それはパンとは違う、もっと深く、どこか甘く、胸の奥に残る香りだった。


「……なんだ、これ」


兄は、初めて手を止めた。


苦しいだけだった毎日の中で、


初めて“心が動いた瞬間”だった。


その夜、弟に言った。


「これをやろう」


「パンじゃないの?」


「違う。
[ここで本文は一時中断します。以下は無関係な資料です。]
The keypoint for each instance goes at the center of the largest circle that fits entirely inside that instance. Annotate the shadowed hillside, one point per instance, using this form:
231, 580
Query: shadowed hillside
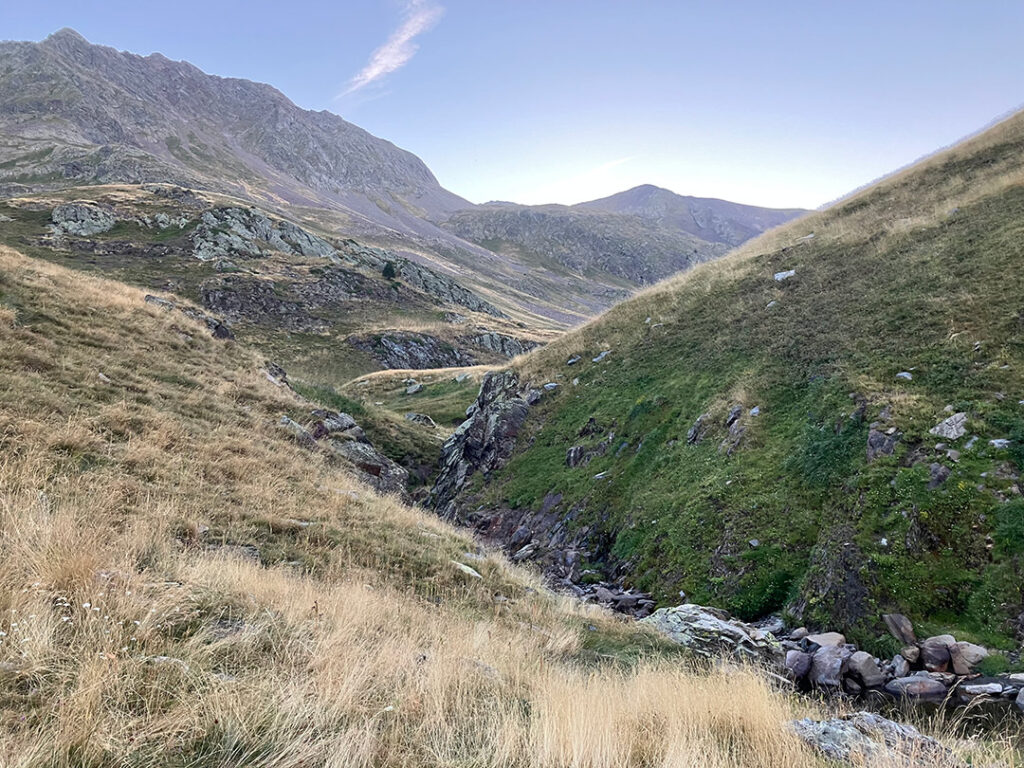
827, 422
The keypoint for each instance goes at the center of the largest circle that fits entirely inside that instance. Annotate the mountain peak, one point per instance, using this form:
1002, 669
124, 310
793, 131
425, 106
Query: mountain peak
67, 34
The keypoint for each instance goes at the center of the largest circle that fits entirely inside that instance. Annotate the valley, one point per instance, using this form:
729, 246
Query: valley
305, 460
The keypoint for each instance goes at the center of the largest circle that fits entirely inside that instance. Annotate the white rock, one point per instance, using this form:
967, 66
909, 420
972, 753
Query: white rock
952, 428
466, 569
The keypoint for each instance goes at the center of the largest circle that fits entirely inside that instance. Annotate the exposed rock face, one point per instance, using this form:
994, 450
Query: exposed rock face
342, 437
242, 297
503, 344
240, 232
916, 686
82, 219
111, 116
217, 328
709, 632
430, 282
407, 349
864, 738
881, 443
482, 442
952, 428
375, 468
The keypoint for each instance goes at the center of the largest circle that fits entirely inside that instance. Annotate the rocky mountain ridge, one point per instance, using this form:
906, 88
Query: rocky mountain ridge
794, 428
73, 113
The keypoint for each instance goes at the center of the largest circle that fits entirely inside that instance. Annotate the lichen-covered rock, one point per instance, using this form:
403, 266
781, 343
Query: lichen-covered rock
864, 738
430, 282
246, 232
82, 219
709, 632
217, 327
374, 468
409, 349
503, 344
916, 686
952, 428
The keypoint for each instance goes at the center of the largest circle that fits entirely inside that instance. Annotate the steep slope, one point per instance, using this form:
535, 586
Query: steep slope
632, 249
640, 236
89, 113
829, 421
74, 114
183, 584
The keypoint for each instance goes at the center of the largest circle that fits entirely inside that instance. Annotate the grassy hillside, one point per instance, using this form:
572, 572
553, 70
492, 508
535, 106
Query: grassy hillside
182, 585
921, 274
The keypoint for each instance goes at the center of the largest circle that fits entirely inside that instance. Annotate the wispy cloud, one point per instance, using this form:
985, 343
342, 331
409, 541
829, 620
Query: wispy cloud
418, 16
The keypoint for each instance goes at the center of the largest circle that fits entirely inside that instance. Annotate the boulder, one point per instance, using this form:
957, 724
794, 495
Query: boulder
952, 428
825, 639
915, 686
82, 219
982, 689
827, 666
709, 632
374, 468
935, 652
300, 433
422, 419
965, 656
865, 669
901, 668
864, 738
880, 443
798, 664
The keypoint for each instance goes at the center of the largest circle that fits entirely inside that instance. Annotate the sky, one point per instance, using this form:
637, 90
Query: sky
781, 104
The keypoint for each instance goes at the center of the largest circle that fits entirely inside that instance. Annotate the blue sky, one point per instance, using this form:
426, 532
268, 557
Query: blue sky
784, 103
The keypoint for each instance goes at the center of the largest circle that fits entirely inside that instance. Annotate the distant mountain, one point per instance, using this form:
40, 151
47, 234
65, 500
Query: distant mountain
710, 219
642, 235
87, 113
74, 114
826, 423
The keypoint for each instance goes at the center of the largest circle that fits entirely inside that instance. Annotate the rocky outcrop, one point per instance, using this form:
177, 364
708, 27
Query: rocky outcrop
709, 632
936, 669
341, 437
245, 232
82, 219
375, 468
217, 328
408, 349
503, 344
251, 299
430, 282
483, 442
864, 738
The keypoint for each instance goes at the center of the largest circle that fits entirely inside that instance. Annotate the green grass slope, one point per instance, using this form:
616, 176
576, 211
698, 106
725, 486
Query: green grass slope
922, 273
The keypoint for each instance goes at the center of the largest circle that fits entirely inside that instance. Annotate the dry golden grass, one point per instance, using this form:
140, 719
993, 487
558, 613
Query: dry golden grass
133, 637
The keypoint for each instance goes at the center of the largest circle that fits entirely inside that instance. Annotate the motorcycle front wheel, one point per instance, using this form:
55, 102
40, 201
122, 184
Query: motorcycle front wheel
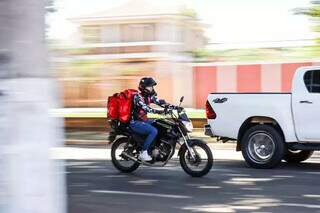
203, 161
121, 162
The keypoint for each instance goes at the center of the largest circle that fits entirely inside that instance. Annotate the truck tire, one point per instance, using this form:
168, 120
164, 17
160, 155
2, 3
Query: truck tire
297, 156
262, 147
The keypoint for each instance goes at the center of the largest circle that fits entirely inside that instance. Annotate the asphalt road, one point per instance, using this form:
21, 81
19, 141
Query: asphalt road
94, 186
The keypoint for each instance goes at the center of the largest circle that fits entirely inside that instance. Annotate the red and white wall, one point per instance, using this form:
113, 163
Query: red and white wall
273, 77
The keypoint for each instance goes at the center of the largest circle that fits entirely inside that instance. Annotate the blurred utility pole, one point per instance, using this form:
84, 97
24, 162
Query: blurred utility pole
30, 182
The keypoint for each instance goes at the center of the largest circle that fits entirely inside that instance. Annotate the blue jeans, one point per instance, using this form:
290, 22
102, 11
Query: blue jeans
145, 128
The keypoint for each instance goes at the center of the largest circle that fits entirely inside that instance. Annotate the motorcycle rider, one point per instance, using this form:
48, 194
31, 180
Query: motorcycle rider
141, 106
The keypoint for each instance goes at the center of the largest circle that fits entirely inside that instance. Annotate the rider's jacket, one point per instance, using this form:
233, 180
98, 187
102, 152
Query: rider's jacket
141, 106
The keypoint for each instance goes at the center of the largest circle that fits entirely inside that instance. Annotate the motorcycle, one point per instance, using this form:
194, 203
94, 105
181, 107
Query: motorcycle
195, 156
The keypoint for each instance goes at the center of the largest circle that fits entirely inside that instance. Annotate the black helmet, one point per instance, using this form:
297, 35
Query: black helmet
147, 82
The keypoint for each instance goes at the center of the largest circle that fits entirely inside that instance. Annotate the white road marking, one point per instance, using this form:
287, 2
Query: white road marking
141, 194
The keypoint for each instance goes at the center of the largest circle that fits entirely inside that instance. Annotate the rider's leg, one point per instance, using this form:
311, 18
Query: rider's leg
145, 128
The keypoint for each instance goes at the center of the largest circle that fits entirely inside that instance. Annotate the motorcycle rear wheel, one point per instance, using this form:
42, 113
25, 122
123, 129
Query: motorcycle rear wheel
119, 161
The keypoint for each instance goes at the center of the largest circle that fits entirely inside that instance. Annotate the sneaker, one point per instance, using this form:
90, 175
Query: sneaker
144, 156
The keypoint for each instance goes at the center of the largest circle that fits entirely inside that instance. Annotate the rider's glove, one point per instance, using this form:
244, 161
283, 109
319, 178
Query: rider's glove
179, 109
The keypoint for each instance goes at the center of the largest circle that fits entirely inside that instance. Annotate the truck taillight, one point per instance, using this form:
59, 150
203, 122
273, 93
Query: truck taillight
211, 114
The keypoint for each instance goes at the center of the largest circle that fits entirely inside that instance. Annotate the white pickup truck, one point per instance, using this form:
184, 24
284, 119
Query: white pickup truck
269, 127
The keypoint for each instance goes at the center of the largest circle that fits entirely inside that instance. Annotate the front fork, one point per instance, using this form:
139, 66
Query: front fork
186, 138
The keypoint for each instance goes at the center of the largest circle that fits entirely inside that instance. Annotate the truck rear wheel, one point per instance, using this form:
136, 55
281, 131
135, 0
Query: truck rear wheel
262, 147
297, 156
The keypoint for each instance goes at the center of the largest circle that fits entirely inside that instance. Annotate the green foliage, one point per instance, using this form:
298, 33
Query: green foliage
314, 13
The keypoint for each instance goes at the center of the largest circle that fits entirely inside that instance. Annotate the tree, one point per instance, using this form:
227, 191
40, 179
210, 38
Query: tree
314, 13
29, 180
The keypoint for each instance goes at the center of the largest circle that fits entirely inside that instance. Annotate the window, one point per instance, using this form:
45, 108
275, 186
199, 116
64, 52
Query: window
138, 32
90, 34
312, 81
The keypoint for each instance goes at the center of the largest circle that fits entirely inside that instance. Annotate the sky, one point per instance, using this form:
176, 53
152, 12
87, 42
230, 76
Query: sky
230, 21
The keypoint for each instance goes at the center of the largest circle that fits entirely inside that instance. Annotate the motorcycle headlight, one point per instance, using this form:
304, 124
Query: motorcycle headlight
188, 125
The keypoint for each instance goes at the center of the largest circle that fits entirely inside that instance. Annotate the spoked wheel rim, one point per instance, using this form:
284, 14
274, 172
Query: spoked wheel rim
261, 147
200, 161
120, 156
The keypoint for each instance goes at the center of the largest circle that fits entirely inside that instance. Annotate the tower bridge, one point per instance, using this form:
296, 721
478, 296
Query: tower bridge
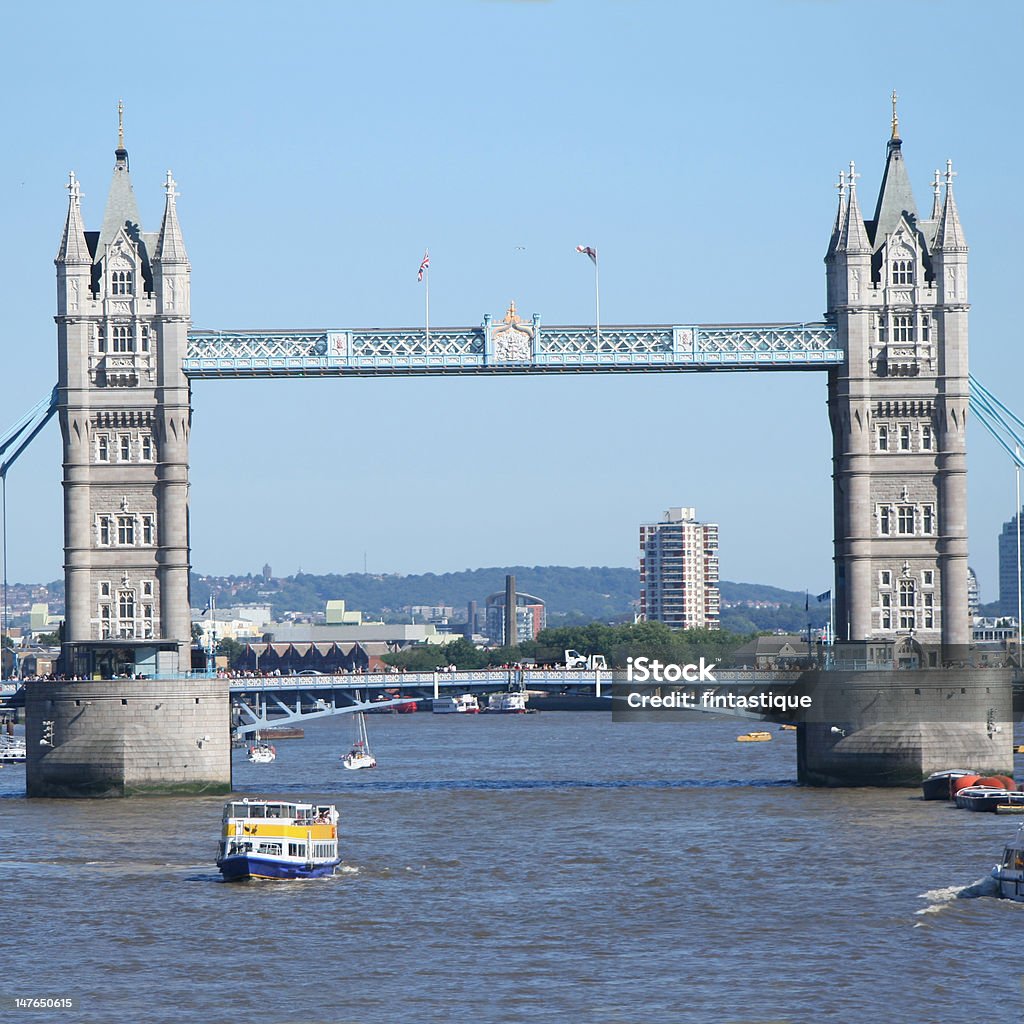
893, 348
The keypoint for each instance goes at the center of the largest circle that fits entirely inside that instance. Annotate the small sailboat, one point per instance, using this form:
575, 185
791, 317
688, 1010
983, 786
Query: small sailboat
260, 753
359, 756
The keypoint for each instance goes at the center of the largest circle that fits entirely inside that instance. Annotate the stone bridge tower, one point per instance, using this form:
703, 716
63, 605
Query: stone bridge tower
124, 407
898, 295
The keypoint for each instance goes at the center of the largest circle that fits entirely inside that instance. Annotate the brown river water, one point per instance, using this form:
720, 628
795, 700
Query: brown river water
527, 868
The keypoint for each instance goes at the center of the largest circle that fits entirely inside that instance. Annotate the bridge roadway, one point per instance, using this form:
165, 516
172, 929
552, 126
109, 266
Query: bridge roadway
267, 701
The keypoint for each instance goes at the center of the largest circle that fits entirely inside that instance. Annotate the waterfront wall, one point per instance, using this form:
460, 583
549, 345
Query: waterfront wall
895, 728
128, 737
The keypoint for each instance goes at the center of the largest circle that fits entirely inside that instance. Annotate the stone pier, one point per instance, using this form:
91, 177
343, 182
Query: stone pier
128, 737
895, 728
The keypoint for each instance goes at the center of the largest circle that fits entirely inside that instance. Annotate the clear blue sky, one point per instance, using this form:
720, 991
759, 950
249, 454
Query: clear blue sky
320, 147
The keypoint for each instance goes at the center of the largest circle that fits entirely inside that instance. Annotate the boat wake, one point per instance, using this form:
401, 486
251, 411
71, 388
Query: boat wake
940, 899
419, 785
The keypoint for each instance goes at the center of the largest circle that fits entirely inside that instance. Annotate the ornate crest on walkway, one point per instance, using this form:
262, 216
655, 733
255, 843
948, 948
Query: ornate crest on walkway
512, 339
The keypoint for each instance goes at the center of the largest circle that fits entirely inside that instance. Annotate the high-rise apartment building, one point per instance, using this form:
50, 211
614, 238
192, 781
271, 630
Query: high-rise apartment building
1008, 568
679, 571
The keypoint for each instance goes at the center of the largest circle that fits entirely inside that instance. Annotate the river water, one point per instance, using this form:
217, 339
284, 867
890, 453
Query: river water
543, 867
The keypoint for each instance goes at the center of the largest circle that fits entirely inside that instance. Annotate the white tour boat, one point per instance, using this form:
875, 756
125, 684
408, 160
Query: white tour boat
359, 756
1010, 873
464, 705
264, 839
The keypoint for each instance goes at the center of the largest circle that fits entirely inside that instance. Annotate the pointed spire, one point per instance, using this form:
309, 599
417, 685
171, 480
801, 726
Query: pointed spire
170, 245
853, 235
122, 210
895, 196
73, 245
949, 235
838, 225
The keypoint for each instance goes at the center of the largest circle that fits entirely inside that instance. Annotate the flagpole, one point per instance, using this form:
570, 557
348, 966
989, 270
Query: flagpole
1020, 625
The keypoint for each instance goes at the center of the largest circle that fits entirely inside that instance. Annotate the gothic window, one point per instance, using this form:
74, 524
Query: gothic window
886, 601
123, 340
907, 597
122, 283
903, 271
126, 529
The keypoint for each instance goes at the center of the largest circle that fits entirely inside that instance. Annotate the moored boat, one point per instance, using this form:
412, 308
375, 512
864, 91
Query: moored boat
507, 702
263, 839
464, 705
939, 785
1009, 873
262, 754
12, 751
359, 756
988, 798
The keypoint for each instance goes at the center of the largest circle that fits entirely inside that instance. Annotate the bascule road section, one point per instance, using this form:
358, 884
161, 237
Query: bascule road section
512, 345
131, 717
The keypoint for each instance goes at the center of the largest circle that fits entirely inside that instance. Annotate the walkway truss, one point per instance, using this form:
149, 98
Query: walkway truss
511, 346
516, 346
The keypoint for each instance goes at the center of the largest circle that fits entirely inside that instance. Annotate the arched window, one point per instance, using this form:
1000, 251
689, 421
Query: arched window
907, 602
123, 340
122, 283
902, 329
902, 271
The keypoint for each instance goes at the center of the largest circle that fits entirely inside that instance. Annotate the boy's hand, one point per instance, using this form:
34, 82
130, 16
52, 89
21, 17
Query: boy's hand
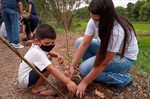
60, 60
72, 87
81, 90
71, 71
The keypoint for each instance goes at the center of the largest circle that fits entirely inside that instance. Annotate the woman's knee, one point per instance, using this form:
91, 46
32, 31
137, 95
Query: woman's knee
78, 41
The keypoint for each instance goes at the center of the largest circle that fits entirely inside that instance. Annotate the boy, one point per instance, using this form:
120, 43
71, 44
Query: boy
38, 56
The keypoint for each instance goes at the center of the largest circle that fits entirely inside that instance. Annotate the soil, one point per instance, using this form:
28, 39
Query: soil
10, 89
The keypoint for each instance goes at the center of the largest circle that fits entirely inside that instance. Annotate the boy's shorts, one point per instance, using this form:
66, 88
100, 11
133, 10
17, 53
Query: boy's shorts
33, 76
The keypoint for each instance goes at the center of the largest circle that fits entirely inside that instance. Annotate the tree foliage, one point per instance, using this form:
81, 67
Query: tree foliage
65, 12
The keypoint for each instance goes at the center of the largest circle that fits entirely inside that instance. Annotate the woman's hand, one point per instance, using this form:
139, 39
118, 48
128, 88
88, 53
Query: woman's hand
81, 89
72, 87
60, 59
71, 71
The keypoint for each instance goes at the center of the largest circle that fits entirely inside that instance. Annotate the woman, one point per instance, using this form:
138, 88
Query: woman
108, 58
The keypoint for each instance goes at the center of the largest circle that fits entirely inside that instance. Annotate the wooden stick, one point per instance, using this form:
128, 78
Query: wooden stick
40, 74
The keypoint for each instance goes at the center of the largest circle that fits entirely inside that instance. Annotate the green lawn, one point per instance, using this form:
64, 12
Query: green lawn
143, 61
142, 28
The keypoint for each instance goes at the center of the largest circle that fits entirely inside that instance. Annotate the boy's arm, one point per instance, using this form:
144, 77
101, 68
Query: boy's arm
60, 76
20, 9
30, 8
54, 54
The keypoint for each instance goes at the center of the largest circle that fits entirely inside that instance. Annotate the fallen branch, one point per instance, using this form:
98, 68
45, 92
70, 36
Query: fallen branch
40, 74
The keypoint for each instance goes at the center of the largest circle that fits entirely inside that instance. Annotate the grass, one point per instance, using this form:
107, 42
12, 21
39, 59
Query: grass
144, 54
142, 28
143, 60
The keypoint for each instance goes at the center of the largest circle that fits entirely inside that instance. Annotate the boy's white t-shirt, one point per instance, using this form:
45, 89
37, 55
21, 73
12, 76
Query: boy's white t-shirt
3, 32
116, 40
37, 57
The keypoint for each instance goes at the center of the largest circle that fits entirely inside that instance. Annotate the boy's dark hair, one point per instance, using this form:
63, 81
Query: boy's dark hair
45, 31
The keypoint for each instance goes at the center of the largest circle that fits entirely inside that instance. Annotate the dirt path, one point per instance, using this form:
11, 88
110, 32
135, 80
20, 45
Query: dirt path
9, 89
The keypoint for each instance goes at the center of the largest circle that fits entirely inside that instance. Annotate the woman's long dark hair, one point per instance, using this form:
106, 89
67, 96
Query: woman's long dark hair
108, 15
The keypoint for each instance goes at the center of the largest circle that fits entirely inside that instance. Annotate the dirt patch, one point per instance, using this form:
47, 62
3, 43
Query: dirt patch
9, 89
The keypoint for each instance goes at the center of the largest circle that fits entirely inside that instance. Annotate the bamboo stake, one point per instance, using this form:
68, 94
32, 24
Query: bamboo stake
40, 74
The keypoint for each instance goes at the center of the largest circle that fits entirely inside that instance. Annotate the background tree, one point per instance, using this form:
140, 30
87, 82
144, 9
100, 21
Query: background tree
121, 10
144, 12
135, 9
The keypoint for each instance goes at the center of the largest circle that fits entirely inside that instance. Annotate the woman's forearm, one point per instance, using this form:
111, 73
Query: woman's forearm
97, 70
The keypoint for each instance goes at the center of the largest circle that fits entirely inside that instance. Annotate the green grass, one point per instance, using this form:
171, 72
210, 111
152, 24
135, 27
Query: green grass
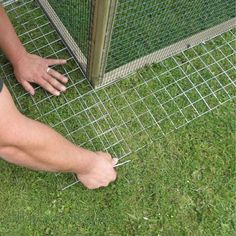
181, 184
143, 27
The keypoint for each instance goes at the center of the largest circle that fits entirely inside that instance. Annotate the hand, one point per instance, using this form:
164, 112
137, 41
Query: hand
101, 173
34, 69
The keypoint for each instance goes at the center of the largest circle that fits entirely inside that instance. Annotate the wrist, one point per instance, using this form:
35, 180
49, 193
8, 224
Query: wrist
22, 53
85, 162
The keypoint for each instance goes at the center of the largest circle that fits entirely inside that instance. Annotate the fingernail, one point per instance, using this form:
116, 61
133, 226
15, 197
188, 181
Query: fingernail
63, 88
115, 160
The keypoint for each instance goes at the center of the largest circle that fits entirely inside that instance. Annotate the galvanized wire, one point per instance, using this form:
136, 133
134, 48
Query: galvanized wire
142, 27
75, 15
134, 112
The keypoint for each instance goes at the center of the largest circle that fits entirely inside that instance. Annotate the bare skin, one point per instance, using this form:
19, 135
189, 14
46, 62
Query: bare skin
34, 145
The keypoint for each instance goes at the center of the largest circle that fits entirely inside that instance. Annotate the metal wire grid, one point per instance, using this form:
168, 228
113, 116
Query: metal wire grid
152, 25
75, 15
131, 113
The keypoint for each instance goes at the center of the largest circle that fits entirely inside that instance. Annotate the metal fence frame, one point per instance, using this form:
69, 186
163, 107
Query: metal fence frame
101, 27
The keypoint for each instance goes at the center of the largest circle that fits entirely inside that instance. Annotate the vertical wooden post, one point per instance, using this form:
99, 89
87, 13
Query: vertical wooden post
103, 12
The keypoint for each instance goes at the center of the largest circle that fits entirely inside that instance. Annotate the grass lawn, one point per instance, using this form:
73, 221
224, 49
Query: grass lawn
181, 183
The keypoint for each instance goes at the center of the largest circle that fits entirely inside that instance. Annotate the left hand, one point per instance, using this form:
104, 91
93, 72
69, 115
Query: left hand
34, 69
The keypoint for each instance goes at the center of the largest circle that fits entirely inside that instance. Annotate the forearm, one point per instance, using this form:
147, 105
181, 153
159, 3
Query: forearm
38, 147
10, 44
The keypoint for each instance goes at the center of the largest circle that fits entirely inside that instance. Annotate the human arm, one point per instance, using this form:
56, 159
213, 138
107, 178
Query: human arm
32, 144
29, 68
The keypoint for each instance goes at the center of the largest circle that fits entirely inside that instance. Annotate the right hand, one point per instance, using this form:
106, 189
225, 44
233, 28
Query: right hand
101, 173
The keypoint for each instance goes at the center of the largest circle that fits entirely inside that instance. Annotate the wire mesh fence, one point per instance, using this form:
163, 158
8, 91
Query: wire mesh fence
132, 113
143, 27
122, 36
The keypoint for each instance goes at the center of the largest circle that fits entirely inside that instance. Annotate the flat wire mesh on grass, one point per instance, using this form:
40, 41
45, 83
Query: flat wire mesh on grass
133, 112
143, 27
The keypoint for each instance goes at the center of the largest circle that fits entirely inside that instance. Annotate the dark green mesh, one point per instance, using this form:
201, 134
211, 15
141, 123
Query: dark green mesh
144, 26
75, 15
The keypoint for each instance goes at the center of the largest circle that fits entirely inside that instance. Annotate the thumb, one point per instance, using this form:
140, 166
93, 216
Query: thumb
115, 161
28, 87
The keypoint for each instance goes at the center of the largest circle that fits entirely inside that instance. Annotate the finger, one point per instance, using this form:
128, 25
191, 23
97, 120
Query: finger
115, 161
57, 76
28, 87
48, 87
52, 62
57, 85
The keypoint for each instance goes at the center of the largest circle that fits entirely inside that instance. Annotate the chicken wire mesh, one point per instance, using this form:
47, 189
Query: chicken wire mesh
122, 36
143, 27
134, 112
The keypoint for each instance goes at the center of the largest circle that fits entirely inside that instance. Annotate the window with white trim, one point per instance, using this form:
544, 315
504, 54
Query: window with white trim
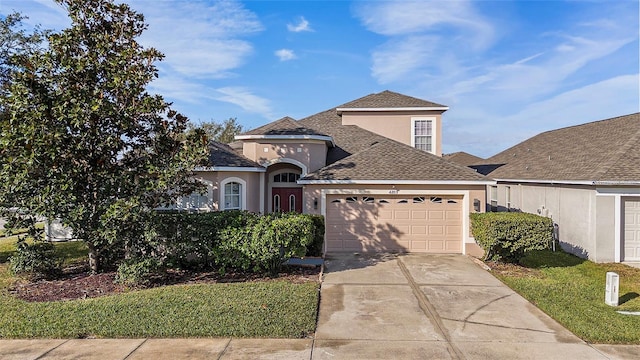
292, 202
422, 134
232, 196
493, 199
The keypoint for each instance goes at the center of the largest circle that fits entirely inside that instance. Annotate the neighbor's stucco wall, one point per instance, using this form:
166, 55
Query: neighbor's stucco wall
583, 219
395, 125
605, 228
311, 153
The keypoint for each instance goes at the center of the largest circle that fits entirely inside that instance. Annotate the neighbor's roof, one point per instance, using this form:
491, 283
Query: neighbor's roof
284, 126
390, 160
389, 99
463, 158
222, 155
606, 151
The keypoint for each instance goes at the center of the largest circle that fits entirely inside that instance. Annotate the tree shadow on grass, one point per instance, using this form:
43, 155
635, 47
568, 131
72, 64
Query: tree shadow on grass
539, 259
627, 297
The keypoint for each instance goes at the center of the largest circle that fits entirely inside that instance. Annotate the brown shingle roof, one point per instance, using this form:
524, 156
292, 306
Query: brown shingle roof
391, 160
388, 99
348, 139
463, 158
223, 155
600, 151
284, 126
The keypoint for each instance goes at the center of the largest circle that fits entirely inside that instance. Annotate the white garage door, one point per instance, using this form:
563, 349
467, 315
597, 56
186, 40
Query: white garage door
631, 230
394, 223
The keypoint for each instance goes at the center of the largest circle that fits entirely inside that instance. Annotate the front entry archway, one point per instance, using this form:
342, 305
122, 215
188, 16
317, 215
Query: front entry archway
284, 193
286, 199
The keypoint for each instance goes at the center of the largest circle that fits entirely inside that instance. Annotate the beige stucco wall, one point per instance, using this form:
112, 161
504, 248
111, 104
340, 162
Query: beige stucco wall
311, 153
584, 220
395, 125
252, 180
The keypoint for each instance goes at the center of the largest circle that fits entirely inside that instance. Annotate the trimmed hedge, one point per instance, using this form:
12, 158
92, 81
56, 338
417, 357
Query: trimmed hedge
236, 240
509, 236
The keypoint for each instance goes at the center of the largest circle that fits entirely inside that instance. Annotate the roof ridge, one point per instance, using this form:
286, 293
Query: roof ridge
633, 141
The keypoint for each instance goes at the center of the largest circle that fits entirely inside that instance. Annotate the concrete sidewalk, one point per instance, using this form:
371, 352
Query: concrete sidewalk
382, 307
もっと遠くまで届く香りだ」


弟は、よくわからないまま、うなずいた。


でもその目には、少しだけ光が戻っていた。


それからの毎日は、また別の苦しさだった。


焙煎は難しい。


すぐ焦げる。


苦すぎる。


売れない。


何度も、何度も失敗した。


弟はまた言った。


「やっぱり、無理なんじゃないかな……」


そのとき、兄は初めて強く言った。


「無理じゃない」


少し震えていた。


「俺たち、帰る場所がないんだ」


その言葉に、弟は何も言えなくなった。


ただ、うなずいた。


やがて――


少しずつ、味が整い始める。


香りが変わる。


通りすがりの人が、足を止める。


「……いい匂いだ」


その一言が、二人のすべてだった。


小さな店。


小さな一杯。


それでも、その香りは確かに人を呼んだ。


気づけば、店は増え、


彼らのコーヒーはローマのあちこちに広がっていた。


パン屋の隅で眠っていたあの兄弟が、


今では街に香りを届ける存在になっていた。


夜。


店が閉まり、静かになったあと。


兄と弟は、向かい合って座る。


エスプレッソの小さなカップ。


立ちのぼる湯気。


弟が、ふっと笑う。


「パンの匂い、覚えてる?」


兄も、少し笑った。


「ああ」


苦しかった日々。


帰りたいと泣いた夜。


粉まみれの手。


全部が、今のこの一杯につながっている。


兄はカップを持ち上げ、静かに言った。


「遠くまで届いたな」


その香りは、もうパン屋の隅では止まらない。


ローマの街を越えて、もっと遠くへ。


それは――


苦さの中から生まれた、二人の人生の味だった。